Here is the code that I came up with,

import cv2
import numpy as np
from matplotlib import pyplot as plt

img = cv2.imread('C:/Amoebe/Amoebebesser.png',0)
img = cv2.medianBlur(img,5)
ret,th1 = cv2.threshold(img,100,255,cv2.THRESH_BINARY)
plt.imshow(th1, cmap = 'gray', interpolation = 'none')
plt.show()

momentx = 0
momenty = 0
count = 0

for i in range(th1.shape[0]):
    for j in range(th1.shape[1]):
        if th1[i, j] >= 255:
            momentx = momentx + j
            momenty = momenty + i
            count = count + 1

centx = int(momentx / count)
centy = int(momenty / count)
print(centx)
print(centy)
cv2.circle(th1, (centy, centx), 1, (0, 0, 255), 2)
cv2.imshow('image', th1)
k = cv2.waitKey(0)
if k == 27:         # wait for ESC key to exit
    cv2.destroyAllWindows()
elif k == ord('s'): # wait for 's' key to save and exit
    cv2.imwrite('centerofmasstest.png', th1)
    cv2.destroyAllWindows()

From what I have read there is a lot of optimizing that could be done using numpy but I couldn't figure out how to do it. Also, I am not sure if I am actually getting the center of mass or if there are errors in my method.

Thank you very much in advance for your time and best regards.

We can use np.where and np.average to do this easily.
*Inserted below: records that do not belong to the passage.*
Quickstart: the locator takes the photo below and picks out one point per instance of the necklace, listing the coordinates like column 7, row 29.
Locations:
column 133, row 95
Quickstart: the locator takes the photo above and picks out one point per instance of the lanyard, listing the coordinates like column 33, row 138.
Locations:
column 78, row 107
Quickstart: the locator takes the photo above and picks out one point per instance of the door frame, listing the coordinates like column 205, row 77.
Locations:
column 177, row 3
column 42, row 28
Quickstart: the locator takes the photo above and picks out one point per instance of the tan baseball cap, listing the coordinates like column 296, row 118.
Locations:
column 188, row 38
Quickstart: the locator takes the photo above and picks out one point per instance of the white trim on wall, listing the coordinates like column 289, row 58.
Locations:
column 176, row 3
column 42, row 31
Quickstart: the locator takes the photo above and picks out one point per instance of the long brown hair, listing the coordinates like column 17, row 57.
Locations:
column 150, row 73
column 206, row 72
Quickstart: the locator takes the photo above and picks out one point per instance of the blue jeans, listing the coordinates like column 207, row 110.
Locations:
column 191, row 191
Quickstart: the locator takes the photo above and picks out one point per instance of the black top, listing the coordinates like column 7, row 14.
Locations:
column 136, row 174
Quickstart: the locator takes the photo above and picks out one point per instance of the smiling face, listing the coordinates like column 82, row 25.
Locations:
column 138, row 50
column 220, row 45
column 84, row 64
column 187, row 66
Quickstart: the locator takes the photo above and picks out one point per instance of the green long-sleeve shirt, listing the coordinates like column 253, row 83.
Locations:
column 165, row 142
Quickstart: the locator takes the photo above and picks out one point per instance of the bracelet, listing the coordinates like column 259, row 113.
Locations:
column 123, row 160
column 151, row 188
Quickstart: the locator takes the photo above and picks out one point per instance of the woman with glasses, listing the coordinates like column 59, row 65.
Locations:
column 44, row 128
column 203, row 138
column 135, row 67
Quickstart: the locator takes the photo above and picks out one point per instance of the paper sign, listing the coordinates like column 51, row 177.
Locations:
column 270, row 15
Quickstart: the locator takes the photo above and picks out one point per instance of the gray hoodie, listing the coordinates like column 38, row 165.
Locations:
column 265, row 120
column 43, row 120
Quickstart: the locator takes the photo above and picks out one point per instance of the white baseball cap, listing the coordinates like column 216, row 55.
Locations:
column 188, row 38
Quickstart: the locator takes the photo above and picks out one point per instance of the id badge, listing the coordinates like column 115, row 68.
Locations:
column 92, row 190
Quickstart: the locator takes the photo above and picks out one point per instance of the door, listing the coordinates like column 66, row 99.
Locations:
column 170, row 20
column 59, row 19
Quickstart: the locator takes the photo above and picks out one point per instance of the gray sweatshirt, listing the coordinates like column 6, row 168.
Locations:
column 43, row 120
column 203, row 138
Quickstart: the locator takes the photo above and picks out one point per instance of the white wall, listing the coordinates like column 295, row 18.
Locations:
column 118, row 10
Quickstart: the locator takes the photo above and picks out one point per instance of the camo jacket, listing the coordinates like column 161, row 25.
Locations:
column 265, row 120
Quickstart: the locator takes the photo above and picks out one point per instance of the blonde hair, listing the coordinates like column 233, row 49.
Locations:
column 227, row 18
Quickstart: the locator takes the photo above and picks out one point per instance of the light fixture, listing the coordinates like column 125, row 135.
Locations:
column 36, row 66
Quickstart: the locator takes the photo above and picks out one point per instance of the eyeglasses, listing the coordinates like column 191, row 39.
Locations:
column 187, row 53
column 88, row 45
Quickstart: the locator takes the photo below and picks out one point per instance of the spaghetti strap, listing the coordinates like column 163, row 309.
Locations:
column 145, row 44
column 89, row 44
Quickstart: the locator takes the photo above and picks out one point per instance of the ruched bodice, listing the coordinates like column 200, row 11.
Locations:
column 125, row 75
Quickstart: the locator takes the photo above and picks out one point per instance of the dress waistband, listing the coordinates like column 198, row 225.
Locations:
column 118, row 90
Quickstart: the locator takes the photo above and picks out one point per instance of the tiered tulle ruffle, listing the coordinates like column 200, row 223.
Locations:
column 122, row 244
# Find indices where we have mass
mass_x, mass_y = np.where(th1 >= 255)
# mass_x and mass_y are the list of x indices and y indices of mass pixels

cent_x = np.average(mass_x)
cent_y = np.average(mass_y)

EDIT: Oneliner
center = [ np.average(indices) for indices in np.where(th1 >= 255) ]

your code looks correct. I might leave the int(...) off to get a subpixel resolution centroid value. the coordinate (0.0, 0.0) would be the center of the top left pixel.

apart from the numpy solution, there is cv2.moments , which can be run on contours and mask images directly, and it gives you various moment values (m00, m10, m01, ...) you can use to calculate the centroid (m10/m00, m01/m00)

m00 is count, m10 is momentx, m01 is momenty.